NCAP-inspired database ranks vehicles on NOx emissions
Fleets and policymakers can now access at-a-glance information about vehicles’ NOx emissions in urban use, aimed at helping cities with poor air quality to meet legal limits as quickly as possible.
The AIR Index is an online database developed by a global alliance of academics and industry experts. It uses independently sourced test data to rank vehicles from A to E (dirtiest to cleanest) based on how much NOx they emit during on-road driving.
AIR co-founder Nick Molden said the database is designed to inform better procurement and city policy decisions based on richer data than provided by the Euro emission standards. Early results show some diesel vehicles now emit the same or less NOx than their petrol counterparts, and that some older models can be cleaner than new ones.
This data is hard to come by elsewhere. Manufacturers are working towards progressive Real Driving Emissions (RDE) targets, which compare on-road emissions to laboratory testing – RDE1-compliant vehicles can emit 2.1 times more NOx than the 80mg/km Euro 6 limit on the road, tightening to 1.5 times for RDE2. However, this is reported as a pass or fail, with no differentiation between cars which barely meet the 150mg/km RDE1 limit, and the best-performing diesels at 20mg/km.

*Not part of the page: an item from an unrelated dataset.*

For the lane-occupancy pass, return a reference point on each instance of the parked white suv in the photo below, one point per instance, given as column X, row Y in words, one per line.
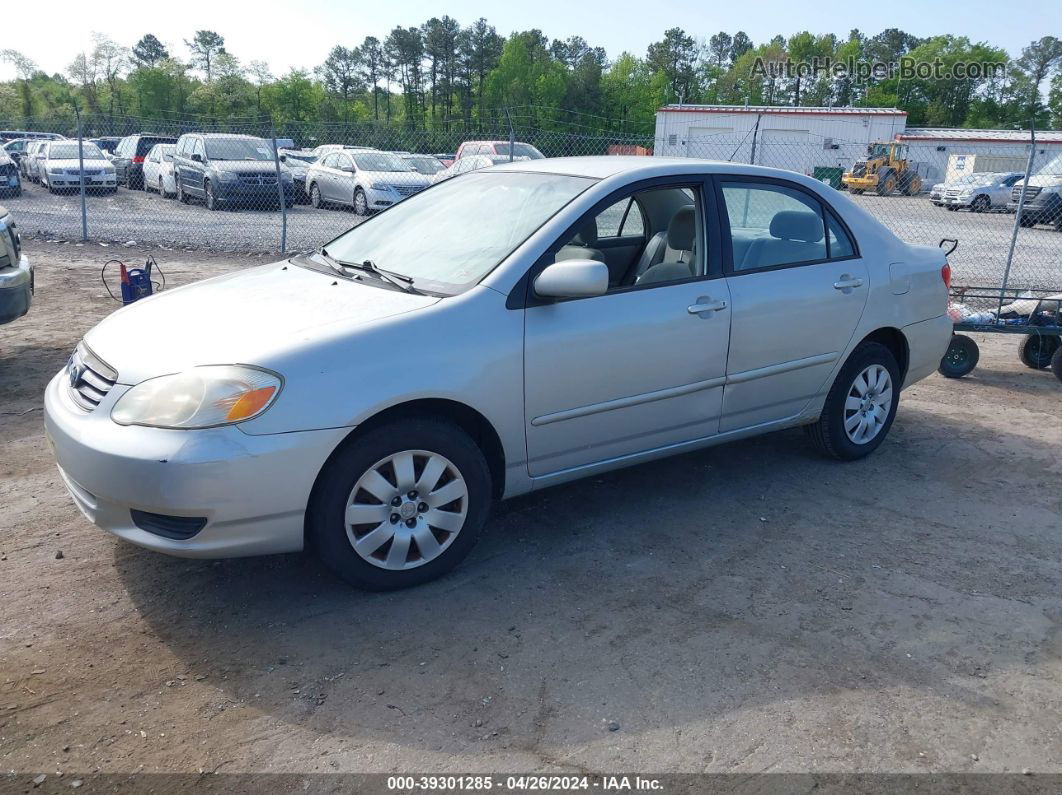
column 365, row 180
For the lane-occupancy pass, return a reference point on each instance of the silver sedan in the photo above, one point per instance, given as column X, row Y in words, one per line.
column 519, row 327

The AIR Index uses independent data sourced using the CWA 17379 methodology, which means it can provide a legal framework for policies. Tests are carried out using the same equipment and calibration, but the 200 results available at launch encompass a much wider pool of vehicles – including older models, many of which haven’t been RDE tested.
With many cities across Europe still not meeting 2010 NOx limits and insufficient short-term supply of electric vehicles to help bring those areas into compliance, Molden said this level of detail is vital to underpin fairer policymaking and minimise the number of end-users affected. Versions of the website will be launched in all European languages.

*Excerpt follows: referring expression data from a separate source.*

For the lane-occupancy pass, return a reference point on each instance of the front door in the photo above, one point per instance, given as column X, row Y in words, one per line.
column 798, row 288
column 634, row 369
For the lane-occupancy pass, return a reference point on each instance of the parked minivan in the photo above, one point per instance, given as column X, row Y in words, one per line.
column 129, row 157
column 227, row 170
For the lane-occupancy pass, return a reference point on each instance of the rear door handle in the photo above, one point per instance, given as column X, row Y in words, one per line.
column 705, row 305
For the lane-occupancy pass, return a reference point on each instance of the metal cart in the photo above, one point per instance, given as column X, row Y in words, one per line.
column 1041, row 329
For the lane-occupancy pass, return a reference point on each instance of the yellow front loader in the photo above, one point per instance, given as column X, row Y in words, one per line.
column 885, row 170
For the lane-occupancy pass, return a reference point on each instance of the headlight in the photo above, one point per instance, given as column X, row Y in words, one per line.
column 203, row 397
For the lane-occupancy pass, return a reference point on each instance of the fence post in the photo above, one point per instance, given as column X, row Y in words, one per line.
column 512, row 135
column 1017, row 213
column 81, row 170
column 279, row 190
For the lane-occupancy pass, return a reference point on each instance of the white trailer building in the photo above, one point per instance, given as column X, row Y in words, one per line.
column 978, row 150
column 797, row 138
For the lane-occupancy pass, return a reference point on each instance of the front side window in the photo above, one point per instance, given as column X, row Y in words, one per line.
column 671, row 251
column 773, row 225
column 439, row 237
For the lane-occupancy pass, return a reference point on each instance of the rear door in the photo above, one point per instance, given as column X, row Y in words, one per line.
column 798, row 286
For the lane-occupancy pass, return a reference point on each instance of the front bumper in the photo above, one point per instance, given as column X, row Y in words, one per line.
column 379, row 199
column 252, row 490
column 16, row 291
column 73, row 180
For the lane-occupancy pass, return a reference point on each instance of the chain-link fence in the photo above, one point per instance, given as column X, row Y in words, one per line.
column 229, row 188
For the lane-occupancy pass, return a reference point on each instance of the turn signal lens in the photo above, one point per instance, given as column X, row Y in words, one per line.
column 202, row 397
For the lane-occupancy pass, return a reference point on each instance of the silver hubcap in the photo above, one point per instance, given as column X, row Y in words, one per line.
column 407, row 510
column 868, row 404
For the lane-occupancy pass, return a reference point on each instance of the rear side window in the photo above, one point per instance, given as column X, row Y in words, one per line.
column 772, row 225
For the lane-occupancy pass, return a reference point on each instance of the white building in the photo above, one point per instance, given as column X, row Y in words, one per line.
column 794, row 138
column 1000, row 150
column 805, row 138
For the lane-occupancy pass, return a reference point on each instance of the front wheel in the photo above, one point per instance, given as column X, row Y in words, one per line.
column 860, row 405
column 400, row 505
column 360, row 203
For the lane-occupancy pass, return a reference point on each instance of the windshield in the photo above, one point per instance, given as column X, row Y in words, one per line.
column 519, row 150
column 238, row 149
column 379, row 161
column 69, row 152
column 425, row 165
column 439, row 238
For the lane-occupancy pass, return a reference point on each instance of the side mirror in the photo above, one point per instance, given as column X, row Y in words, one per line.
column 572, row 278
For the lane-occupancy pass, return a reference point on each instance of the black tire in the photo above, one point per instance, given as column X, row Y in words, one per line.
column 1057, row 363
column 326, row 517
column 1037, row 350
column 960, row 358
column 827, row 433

“There are about 40 million diesels on the roads in Europe which have excessive NOx emissions, and about eight million of those are in the UK. The urgent thing is to get vehicles rated D or E off the road as soon as possible. If we can do that then I think we will bring all European cities into NO2 compliance very quickly,” he explained.

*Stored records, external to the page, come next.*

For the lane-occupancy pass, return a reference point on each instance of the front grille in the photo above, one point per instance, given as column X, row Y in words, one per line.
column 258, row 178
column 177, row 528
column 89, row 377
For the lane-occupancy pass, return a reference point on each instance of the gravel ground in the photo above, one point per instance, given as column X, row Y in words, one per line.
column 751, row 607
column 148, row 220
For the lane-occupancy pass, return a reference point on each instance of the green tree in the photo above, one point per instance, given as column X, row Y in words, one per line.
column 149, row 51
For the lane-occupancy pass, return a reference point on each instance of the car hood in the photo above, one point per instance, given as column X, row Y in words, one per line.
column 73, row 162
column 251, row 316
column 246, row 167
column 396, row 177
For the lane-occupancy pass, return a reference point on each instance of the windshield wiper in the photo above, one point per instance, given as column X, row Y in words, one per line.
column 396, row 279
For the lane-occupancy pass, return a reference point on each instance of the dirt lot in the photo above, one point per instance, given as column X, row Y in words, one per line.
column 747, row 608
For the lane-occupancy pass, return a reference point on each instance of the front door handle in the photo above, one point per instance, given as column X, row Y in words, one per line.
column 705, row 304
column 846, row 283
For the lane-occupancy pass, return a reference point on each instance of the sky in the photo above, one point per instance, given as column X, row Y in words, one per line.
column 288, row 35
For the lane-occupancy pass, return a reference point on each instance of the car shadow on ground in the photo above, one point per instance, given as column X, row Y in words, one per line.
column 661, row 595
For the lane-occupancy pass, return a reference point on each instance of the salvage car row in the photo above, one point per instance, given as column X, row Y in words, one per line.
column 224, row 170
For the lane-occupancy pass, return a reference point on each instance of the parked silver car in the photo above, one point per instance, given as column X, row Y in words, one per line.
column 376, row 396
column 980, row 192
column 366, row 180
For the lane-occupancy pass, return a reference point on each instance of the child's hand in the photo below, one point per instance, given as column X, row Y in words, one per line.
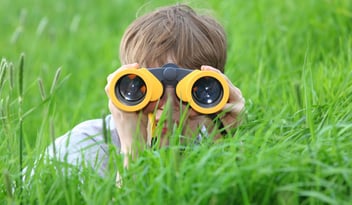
column 235, row 104
column 131, row 126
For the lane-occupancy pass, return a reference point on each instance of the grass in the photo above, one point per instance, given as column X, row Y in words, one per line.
column 291, row 59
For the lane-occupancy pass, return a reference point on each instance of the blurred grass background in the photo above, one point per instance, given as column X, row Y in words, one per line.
column 291, row 59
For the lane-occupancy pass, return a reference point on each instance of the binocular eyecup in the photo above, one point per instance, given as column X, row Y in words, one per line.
column 132, row 89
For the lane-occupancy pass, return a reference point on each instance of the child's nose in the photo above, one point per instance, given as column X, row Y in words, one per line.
column 169, row 96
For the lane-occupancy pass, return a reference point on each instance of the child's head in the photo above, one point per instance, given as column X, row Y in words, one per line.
column 174, row 34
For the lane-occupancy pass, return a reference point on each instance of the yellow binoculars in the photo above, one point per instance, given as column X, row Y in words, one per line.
column 132, row 89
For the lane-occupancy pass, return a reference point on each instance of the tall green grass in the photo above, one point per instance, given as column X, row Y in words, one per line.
column 291, row 59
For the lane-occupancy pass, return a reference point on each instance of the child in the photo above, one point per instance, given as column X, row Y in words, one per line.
column 173, row 34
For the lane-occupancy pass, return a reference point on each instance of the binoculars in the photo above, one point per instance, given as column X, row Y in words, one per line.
column 132, row 89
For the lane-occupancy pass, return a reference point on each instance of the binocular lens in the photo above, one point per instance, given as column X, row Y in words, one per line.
column 130, row 89
column 207, row 91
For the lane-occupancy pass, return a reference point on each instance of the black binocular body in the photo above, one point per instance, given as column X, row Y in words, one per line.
column 132, row 89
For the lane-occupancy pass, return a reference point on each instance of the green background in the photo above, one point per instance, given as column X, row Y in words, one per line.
column 291, row 60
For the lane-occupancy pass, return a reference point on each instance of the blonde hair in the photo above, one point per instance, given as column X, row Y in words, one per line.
column 177, row 34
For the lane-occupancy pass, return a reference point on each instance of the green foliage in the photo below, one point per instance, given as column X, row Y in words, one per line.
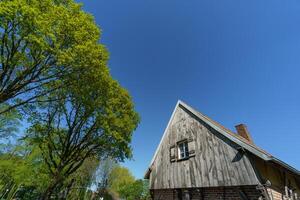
column 123, row 184
column 54, row 71
column 137, row 190
column 119, row 177
column 9, row 122
column 44, row 45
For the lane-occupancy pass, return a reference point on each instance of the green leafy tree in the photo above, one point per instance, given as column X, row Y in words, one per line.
column 137, row 190
column 96, row 119
column 119, row 177
column 43, row 44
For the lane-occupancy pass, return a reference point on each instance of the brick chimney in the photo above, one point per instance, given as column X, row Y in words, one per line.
column 243, row 132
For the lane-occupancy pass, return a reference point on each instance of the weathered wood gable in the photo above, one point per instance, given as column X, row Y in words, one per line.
column 217, row 160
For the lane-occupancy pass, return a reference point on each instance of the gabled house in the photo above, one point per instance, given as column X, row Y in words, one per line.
column 198, row 158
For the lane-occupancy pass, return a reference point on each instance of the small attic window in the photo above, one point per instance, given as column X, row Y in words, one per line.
column 183, row 150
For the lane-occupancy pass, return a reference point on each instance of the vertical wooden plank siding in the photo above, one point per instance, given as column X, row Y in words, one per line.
column 217, row 162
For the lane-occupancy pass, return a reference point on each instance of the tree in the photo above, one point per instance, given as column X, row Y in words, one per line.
column 96, row 119
column 119, row 177
column 137, row 190
column 42, row 45
column 102, row 175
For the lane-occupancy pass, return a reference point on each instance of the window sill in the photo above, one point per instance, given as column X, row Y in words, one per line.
column 183, row 159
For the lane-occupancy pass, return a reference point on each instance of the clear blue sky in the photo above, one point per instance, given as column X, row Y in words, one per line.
column 235, row 61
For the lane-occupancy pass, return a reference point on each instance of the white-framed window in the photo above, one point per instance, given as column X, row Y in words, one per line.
column 183, row 149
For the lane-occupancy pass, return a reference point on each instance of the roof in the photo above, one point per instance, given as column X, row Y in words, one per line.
column 235, row 138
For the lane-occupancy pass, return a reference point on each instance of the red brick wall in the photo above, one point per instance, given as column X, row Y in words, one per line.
column 213, row 193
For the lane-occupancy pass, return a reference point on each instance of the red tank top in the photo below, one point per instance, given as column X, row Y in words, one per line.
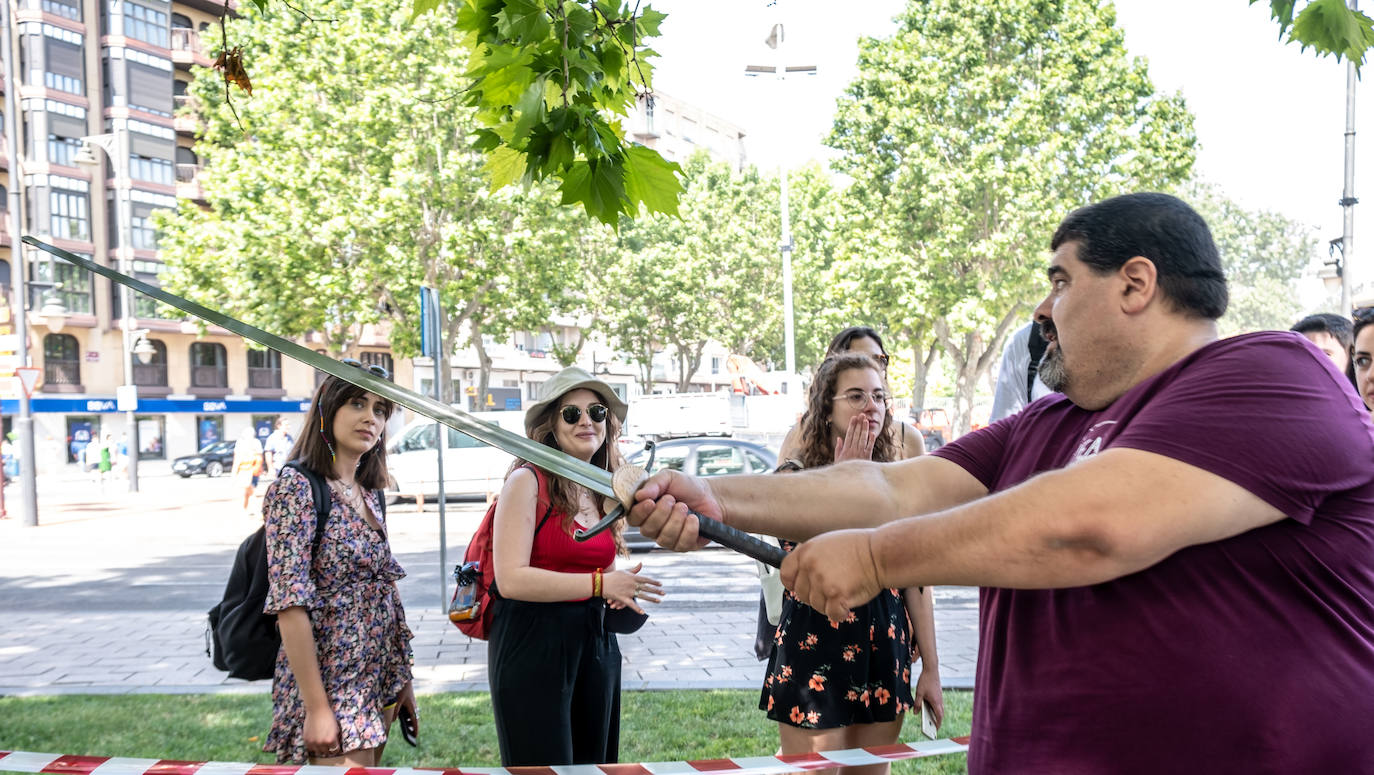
column 554, row 548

BVRLA chief executive Gerry Keaney welcomed the launch, commenting: “This is a win-win solution for fleet owners and policymakers, offering independent guidance to select the cleanest vehicles which will improve air quality now. The Index should not be used to create retrospective air quality policies that would punish fleets for vehicle choices they have already made based on less accurate NOx data.”